In describing the graphic nature of the Jesus’ suffering, some graphic language is used.
“For the joy that lay before him, he endured the cross, despising the shame, and sat down at the right hand of the throne of God.” Hebrew 12:2 (emphasis added)
In our annual approach to Holy Week and Easter many tend to focus on the physical suffering of Jesus, suffering that was substantial. Crucifixion was a hideous punishment used by Rome to quell potential rebellions and always to make examples of the crucified. The suffering was immense lasting hours to days. In the end, the sufferers body becomes its own slow-motion executioner, the victim expiring in the midst of suffocation, uncontrolled bodily functions, insects gorging on the blood, open wounds and orifices, thirst, muscle cramps, pain from the nailed wrists and feet, the open, lacerated back and buttocks scraping against the wooden beams.
Thomas Cahill describes an end of life opposite what all people hope to experience. “[O]ne’s dignity and pride were torn away, then all shreds of one’s identity in life, and finally the last semblance of one’s humanity till one died the comic gargoyle of the moment.” (Desire of the Everlasting Hills, pg. 108)
Mel Gibson’s Passion of the Christ brought audiences about as close to the physical abuse as one can get, but even that wasn’t enough to convey everything happening in Jesus’ passion.
Fleming Rutledge writes,
Crucifixion as a means of execution in the Roman empire had as its express purposethe elimination of victims from consideration as members of the human race. It cannot be said too strongly: that was its function. It was meant to indicate to all who might be toying with subversive idea that crucified persons were not of the same speciesas either the executions or the spectators and were therefore not only expendable but also deserving of ritualized exterminations.
Therefore, the mocking and jeering that accompanied crucifixion were not only allowed, they were part of the spectacle and were programmed into it. In a sense, crucifixion was a form of entertainment. Everyone understood that the specific role of the passerby was to exacerbate the dehumanization and degradation of the person who had been thus designated to be a spectacle…According to the Christian gospel, the Son of God voluntarily and purposefully absorbed all of that, drawing it into himself. (The Crucifixion, pgs 92–93, emphasis in original)

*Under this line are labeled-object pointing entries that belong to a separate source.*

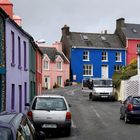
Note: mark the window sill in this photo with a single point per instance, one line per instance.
(13, 64)
(25, 69)
(86, 60)
(87, 75)
(104, 60)
(20, 67)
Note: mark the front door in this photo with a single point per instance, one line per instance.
(104, 71)
(47, 82)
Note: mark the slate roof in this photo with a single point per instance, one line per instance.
(95, 40)
(131, 30)
(53, 53)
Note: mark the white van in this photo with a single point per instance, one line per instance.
(101, 88)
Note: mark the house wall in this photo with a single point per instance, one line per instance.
(53, 73)
(2, 64)
(95, 59)
(131, 50)
(32, 66)
(38, 73)
(15, 75)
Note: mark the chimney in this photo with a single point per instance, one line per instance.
(65, 30)
(58, 46)
(7, 6)
(105, 32)
(120, 23)
(17, 19)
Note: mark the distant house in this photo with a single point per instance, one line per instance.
(129, 34)
(55, 66)
(92, 55)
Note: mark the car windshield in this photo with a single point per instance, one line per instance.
(5, 134)
(48, 103)
(136, 100)
(100, 83)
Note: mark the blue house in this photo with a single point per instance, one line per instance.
(92, 55)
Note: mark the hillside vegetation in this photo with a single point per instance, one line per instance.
(125, 73)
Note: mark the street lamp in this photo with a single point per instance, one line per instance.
(138, 59)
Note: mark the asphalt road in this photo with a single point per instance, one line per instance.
(94, 120)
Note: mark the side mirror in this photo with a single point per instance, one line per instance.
(40, 135)
(122, 102)
(69, 105)
(27, 104)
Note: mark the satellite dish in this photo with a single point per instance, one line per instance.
(41, 41)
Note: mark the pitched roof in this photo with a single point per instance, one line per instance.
(131, 30)
(95, 40)
(53, 53)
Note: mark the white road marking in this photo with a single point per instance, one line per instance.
(99, 116)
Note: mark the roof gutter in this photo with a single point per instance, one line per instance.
(97, 48)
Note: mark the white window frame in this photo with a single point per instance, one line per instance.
(86, 56)
(104, 56)
(46, 65)
(117, 67)
(59, 65)
(59, 81)
(118, 57)
(87, 70)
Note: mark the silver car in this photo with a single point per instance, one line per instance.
(50, 112)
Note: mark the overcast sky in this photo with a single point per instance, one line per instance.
(43, 19)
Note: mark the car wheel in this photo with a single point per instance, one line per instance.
(121, 117)
(68, 131)
(90, 96)
(126, 119)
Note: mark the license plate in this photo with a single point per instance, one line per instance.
(104, 96)
(49, 126)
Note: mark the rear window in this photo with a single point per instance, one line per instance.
(136, 100)
(43, 103)
(5, 134)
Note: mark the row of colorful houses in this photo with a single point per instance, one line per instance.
(26, 67)
(20, 62)
(99, 55)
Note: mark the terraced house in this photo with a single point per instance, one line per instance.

Dehumanization is the locus of crucifixion and the place we can locate the shame Jesus despised. Scripture does not say Jesus despised the pain of the cross, as immense and nearly unimaginable as that was. It says he endured the pain[“the cross”] but despised the shame.
Richards and O’Brien in their excellent volume Misreading Scripture with Western Eyes remind us that residents of right/wrong cultures, like those in the West, are individualist. Honor/shame cultures located in the Middle East and Asia are collectivist. Western readings of scripture don’t usually see scriptural nuances from the honor/shame contexts that birthed them.
In shame cultures, people are more likely to choose right behavior on the basis of what society expects from them…A critical value in this sort of culture is preserving ‘face,’ or the honor associated with one’s name. As Duane Elmer notes, the Thai word for being shamed, for losing face, literally means ‘to tear someone’s face off so they appear ugly before their friends and community.’ Likewise, the word among the Shona of Zimbabwe denotes, ‘to stomp your feet on my name’ or ‘to wipe your feet on my name.’ (pg 116)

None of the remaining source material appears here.